Twarde dowody zwycięstwa przytaczali kolejni posłowie: – Premier był najmocniejszym i najjaśniejszym punktem naszej kampanii. Był koniem, który ciągnął tę kampanię do przodu. Był znakomitą twarzą kampanii – przekonywał Monikę Olejnik Jacek Kurski, a Zbigniew Ziobro dodawał: – Pan premier Kaczyński w tę kampanię włożył gigantyczną pracę, co było widać, słychać i czuć. Sukces w postaci przysposobienia dla PiS wielu nowych wyborców jest wynikiem jego ciężkiej pracy i rządu.
Wszystkie te i inne wypowiedzi jasno dowodziły, że PiS odniosło w tych wyborach sukces. Zacząłem przecierać oczy ze zdumienia. Skąd w takim razie wziął się słupek z najlepszym wynikiem Platformy Obywatelskiej? Jeszcze w stacjach komercyjnych rozumiem, ale w publicznej? Czyżby zarzuty obserwatorów zagranicznych o stronniczość TVP okazały się zasadne? Przynajmniej w studiu na Woronicza mogli pokazać, że wygrało PiS.
Dopiero wypowiedź Jacka Kurskiego w „Kropce nad i” trochę rozjaśniła sytuację: – Uzgodniliśmy w Prawie i Sprawiedliwości, że sprawy i oceny związane z kampanią i te rzeczy, które chcieliśmy sobie wzajemnie wytknąć, pozostawimy wyłącznie w PiS. Nie będziemy urządzali żadnych połajanek przed kamerami.
Jeszcze przed partyjnymi ustaleniami Kurskiemu wypsnęło się w wieczór wyborczy: – Zabiły nas wielkie miasta, zabiła nas frekwencja.

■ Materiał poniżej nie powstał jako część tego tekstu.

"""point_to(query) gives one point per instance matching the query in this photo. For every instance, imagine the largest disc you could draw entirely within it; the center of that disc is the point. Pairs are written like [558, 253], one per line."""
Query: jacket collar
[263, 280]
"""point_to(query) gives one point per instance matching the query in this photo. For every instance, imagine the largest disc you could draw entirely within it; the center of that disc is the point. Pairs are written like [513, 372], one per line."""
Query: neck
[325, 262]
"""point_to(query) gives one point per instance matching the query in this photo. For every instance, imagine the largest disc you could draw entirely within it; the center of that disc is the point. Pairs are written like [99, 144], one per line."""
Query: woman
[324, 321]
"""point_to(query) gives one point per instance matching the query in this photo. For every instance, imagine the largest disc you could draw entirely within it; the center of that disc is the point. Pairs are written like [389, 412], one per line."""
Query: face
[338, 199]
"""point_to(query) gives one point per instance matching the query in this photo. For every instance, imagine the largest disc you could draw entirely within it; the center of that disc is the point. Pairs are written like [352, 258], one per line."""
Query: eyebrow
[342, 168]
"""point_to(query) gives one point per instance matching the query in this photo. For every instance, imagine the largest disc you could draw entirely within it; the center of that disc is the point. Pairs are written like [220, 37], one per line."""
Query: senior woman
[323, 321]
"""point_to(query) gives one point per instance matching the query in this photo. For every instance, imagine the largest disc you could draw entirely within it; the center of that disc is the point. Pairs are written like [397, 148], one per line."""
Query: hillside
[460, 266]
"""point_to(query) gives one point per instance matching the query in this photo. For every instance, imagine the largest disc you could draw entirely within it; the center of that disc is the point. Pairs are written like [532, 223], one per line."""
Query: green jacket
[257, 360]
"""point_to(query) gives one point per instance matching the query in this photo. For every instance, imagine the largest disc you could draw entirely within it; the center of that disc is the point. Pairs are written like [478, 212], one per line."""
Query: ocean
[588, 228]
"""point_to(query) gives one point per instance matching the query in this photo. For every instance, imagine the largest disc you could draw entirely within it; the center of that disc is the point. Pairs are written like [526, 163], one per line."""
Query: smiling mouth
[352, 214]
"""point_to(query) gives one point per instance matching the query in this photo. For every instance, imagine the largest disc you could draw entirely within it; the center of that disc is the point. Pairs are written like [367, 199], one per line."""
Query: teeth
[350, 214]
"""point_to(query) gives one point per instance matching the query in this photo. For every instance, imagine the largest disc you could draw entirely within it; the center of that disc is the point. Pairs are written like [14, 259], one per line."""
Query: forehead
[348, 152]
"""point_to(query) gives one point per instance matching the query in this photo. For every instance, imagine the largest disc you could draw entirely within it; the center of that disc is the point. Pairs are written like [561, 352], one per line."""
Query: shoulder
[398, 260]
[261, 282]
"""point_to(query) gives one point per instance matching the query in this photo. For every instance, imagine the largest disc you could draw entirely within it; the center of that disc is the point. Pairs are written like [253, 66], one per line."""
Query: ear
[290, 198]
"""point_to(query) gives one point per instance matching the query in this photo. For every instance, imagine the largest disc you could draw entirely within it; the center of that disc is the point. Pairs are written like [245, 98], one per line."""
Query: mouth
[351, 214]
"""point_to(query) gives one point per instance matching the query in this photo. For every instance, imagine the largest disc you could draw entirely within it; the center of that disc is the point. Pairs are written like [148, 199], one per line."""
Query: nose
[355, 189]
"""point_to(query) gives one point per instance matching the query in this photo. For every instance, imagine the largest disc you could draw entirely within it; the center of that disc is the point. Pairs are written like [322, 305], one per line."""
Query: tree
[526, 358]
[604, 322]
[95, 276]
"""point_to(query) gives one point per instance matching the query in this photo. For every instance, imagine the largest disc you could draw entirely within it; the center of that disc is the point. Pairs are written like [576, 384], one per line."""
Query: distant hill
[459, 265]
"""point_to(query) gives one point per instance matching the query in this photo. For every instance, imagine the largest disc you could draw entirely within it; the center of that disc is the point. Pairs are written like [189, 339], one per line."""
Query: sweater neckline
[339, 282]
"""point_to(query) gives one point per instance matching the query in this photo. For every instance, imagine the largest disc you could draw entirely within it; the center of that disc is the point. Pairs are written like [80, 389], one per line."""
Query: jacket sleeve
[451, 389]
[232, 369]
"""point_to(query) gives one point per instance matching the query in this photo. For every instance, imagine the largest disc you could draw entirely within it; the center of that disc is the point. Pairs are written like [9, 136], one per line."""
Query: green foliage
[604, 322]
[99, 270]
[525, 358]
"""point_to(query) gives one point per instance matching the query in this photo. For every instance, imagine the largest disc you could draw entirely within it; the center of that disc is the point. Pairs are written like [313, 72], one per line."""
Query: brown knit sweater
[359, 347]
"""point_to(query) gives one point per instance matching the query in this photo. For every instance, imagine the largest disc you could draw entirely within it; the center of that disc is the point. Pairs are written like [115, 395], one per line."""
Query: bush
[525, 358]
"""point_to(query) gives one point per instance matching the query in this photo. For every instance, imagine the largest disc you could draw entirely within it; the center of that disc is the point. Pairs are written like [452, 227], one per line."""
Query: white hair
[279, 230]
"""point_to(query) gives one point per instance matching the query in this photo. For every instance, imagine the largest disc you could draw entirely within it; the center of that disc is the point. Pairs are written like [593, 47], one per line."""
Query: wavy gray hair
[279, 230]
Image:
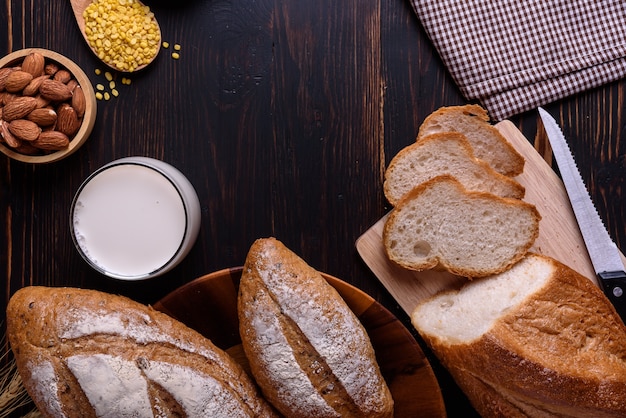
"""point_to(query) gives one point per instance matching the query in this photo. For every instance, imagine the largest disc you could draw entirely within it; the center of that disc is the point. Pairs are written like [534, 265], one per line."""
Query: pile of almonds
[41, 106]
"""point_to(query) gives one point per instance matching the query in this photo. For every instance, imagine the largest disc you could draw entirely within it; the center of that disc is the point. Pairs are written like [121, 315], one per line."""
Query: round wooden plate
[209, 305]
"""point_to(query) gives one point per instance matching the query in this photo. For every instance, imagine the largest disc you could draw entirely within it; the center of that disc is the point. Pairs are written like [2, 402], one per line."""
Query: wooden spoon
[79, 7]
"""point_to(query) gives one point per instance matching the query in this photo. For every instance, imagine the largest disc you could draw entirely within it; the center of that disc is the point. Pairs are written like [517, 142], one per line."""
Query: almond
[55, 90]
[24, 129]
[78, 101]
[34, 64]
[63, 76]
[4, 73]
[51, 140]
[41, 101]
[67, 120]
[43, 117]
[33, 87]
[18, 108]
[6, 98]
[17, 80]
[7, 136]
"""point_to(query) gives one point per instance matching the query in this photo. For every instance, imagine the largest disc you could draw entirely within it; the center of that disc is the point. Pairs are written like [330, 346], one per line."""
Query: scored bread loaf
[487, 142]
[444, 153]
[307, 350]
[84, 353]
[439, 224]
[539, 340]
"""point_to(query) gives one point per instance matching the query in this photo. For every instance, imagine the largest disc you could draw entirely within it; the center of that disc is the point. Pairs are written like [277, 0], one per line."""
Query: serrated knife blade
[603, 252]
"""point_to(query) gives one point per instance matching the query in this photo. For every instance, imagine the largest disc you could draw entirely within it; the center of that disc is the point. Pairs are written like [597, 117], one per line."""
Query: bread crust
[487, 142]
[307, 350]
[83, 353]
[561, 352]
[432, 257]
[444, 153]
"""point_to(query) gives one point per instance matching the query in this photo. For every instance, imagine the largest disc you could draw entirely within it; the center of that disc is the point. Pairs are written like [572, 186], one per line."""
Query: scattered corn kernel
[123, 33]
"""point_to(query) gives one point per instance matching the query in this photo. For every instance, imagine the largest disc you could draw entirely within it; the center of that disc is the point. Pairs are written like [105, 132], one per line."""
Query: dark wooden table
[283, 115]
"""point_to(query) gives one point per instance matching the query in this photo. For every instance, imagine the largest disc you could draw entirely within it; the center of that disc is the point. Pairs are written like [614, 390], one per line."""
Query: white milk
[135, 218]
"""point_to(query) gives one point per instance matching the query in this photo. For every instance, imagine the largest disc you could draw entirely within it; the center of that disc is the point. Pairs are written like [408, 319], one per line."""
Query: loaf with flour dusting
[307, 350]
[84, 353]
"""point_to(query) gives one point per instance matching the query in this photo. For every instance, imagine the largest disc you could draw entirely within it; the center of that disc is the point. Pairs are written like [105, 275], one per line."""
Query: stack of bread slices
[454, 210]
[527, 336]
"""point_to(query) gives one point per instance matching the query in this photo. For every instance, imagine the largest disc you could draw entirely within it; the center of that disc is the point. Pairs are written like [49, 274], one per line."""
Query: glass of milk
[135, 218]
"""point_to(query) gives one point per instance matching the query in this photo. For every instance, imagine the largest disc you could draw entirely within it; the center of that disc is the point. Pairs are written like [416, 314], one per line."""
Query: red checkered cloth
[515, 55]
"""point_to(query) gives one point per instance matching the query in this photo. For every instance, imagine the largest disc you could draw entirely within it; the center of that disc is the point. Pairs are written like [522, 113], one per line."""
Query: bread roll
[441, 225]
[539, 340]
[444, 153]
[83, 353]
[487, 142]
[307, 350]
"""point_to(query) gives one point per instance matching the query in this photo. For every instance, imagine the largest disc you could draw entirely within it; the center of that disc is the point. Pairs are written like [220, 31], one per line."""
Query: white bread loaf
[539, 340]
[83, 353]
[439, 224]
[444, 153]
[487, 142]
[307, 350]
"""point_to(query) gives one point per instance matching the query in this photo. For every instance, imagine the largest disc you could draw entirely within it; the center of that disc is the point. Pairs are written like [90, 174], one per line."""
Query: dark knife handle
[614, 286]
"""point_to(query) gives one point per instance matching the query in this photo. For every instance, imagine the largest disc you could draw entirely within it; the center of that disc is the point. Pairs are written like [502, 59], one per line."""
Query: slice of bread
[488, 143]
[444, 153]
[538, 340]
[472, 234]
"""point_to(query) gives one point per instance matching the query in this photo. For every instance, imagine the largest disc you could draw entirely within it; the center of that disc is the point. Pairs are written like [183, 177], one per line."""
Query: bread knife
[603, 252]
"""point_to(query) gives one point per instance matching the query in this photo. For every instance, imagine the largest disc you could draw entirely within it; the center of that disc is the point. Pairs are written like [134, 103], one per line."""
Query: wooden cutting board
[559, 235]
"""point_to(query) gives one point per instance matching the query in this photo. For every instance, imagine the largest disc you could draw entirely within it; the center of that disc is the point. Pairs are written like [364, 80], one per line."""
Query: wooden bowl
[209, 305]
[89, 118]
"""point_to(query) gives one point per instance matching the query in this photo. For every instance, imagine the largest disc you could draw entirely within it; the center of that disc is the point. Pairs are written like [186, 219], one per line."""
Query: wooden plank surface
[559, 235]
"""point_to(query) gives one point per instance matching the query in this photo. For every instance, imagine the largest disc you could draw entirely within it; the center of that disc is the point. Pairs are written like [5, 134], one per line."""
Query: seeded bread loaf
[538, 340]
[439, 224]
[444, 153]
[307, 350]
[487, 142]
[83, 353]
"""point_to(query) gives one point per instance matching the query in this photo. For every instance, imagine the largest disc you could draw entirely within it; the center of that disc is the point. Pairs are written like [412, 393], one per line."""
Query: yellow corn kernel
[123, 34]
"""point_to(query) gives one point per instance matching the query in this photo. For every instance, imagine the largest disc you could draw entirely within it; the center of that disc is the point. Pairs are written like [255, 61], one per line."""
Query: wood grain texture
[284, 116]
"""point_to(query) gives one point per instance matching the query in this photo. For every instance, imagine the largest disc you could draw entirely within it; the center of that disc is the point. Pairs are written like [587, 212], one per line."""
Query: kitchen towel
[515, 55]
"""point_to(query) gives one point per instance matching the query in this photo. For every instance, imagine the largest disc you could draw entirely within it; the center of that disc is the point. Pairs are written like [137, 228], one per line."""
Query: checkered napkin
[515, 55]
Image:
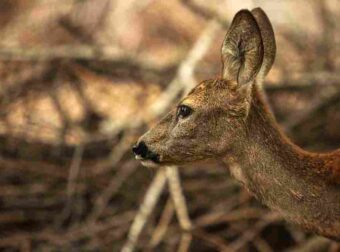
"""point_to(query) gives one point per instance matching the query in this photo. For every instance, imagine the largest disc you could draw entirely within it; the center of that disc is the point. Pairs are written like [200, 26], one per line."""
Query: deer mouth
[145, 155]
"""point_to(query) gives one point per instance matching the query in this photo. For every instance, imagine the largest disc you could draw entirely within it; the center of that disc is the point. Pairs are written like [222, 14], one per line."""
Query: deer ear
[242, 49]
[268, 39]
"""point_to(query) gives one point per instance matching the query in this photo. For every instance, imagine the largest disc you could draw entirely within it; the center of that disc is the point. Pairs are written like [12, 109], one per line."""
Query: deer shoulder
[229, 119]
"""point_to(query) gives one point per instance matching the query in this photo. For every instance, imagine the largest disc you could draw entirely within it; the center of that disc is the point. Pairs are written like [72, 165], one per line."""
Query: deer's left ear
[242, 49]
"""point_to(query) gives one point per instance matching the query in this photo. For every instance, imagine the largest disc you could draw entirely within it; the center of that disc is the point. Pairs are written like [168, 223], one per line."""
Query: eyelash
[183, 111]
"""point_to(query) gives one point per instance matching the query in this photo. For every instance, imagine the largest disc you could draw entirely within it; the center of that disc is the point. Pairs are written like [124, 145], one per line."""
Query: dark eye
[183, 111]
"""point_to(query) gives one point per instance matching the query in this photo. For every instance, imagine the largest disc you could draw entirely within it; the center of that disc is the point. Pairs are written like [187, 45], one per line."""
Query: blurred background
[81, 80]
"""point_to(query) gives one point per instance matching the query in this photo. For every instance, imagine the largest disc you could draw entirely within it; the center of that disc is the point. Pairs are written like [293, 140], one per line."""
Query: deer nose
[140, 149]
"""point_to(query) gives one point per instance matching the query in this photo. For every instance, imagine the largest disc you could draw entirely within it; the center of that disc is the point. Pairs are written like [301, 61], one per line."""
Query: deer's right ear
[242, 49]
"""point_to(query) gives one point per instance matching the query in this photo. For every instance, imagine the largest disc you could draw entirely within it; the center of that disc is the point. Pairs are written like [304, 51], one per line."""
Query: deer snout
[142, 151]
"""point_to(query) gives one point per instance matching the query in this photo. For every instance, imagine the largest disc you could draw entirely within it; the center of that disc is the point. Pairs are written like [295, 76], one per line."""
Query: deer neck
[283, 176]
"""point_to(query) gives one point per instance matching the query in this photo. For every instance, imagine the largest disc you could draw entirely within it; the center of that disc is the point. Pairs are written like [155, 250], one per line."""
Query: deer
[229, 119]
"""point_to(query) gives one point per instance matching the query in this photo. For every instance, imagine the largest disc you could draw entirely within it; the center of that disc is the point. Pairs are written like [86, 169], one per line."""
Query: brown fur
[231, 121]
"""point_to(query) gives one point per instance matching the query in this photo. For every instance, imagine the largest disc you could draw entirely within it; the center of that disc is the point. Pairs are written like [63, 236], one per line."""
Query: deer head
[211, 119]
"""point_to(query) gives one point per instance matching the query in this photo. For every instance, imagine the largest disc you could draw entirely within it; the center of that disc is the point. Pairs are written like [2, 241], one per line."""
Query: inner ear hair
[268, 39]
[242, 49]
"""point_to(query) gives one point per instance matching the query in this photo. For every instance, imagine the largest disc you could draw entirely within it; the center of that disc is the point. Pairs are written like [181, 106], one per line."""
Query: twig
[163, 224]
[205, 12]
[251, 233]
[115, 184]
[147, 206]
[178, 197]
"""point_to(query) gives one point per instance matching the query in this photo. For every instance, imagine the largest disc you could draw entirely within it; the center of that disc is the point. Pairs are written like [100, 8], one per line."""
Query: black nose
[140, 149]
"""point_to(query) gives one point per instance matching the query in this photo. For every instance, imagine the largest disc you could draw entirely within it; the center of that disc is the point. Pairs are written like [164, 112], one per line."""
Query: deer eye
[183, 111]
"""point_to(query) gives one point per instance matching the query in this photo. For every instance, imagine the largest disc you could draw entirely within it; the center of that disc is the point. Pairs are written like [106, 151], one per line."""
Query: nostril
[140, 149]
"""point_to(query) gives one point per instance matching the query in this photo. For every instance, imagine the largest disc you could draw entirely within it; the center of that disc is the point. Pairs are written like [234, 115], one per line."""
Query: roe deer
[229, 119]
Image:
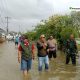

Strach pomyśleć, co opowiadaliby oddający władzę, gdyby nie uzgodnienia, bo już przyznać, że partię zabiła frekwencja, to piękne polityczne samobójstwo. Ale jak od lat wiadomo, sukces ma wielu ojców, a klęska jest biedną sierotą. Sprytna zamiana przegranej w sukces szczęśliwie spowodowała, że ta porażka ma wyjątkowo wielu ojców.